Photography has been an efficient tool for me to make peace with the unfolding of events in my life until now. It paves a way for me to be part of the lives of people and be close to someone else. Perhaps, develop a friendship, a sense of solidarity and proximity, maybe love. I never had any linear path towards representing my past nor do I feel that photography can truly depict what I go through daily and what my life has been so far. Yet, it is the closest medium I feel I can use to talk about my own reality and that of others.
It has been an intense experience of living and being with others to overcome my fear of loneliness. The ‘Fragments of the Dying Man’ is the shedding of these morphed identities, the countenance, the grief, and it is the celebration of the life that still has a heartbeat.
Celebration is too happy a word. The soul is tired and the body weary. Not happy. Just the pulse of life in between encounters with new friends who trust in you and share their journeys, their desires and my own past that is a void.

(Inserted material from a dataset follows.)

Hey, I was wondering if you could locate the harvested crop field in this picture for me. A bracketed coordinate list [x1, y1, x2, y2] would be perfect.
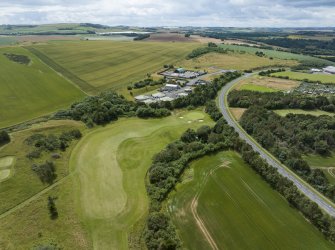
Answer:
[180, 52, 298, 71]
[235, 75, 300, 91]
[32, 40, 198, 93]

Photographing leads people to share their most intimate experiences and some break down in the process. This journey is a Zeno’s paradox: The closer you get to someone, the more distanced you become. It is in these contradictions that I thrive and live my reality.

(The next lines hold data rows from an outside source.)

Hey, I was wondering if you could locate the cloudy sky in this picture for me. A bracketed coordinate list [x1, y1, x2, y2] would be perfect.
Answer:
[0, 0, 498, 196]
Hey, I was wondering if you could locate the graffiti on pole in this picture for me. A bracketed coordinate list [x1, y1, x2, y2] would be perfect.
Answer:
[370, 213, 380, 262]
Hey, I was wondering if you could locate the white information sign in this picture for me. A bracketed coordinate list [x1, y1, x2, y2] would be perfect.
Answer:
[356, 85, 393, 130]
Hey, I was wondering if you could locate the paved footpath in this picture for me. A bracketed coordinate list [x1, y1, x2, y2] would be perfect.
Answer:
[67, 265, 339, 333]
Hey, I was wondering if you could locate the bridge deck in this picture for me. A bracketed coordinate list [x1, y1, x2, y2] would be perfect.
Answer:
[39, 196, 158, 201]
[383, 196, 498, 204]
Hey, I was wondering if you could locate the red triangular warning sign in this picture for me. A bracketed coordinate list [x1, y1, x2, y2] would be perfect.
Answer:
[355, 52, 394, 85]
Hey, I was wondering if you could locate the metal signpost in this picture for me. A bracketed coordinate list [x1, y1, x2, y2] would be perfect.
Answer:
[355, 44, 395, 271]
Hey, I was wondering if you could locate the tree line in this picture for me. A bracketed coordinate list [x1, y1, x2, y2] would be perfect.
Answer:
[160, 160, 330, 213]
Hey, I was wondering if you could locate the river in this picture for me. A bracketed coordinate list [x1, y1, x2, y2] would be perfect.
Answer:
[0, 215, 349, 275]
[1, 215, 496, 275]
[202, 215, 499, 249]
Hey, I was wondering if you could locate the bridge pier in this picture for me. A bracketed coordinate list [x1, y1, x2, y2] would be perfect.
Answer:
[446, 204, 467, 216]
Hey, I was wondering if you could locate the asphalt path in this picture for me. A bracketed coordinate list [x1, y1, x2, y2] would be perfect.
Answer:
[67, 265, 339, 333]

How photography creates a fiction around us? Me and the other, and how through this fiction, of promiscuous exchanges, we get closer to understanding what it means to be here. The narratives are simple, often repetitive, with people acting on their own whim, being the actors and directors of the stage of desire, trying to understand their body and the spectrum of their human experience through being an image. Clothed, barely or nothing at all. A subtle vulnerability that becomes the symbol of an unspoken strength and sexual power.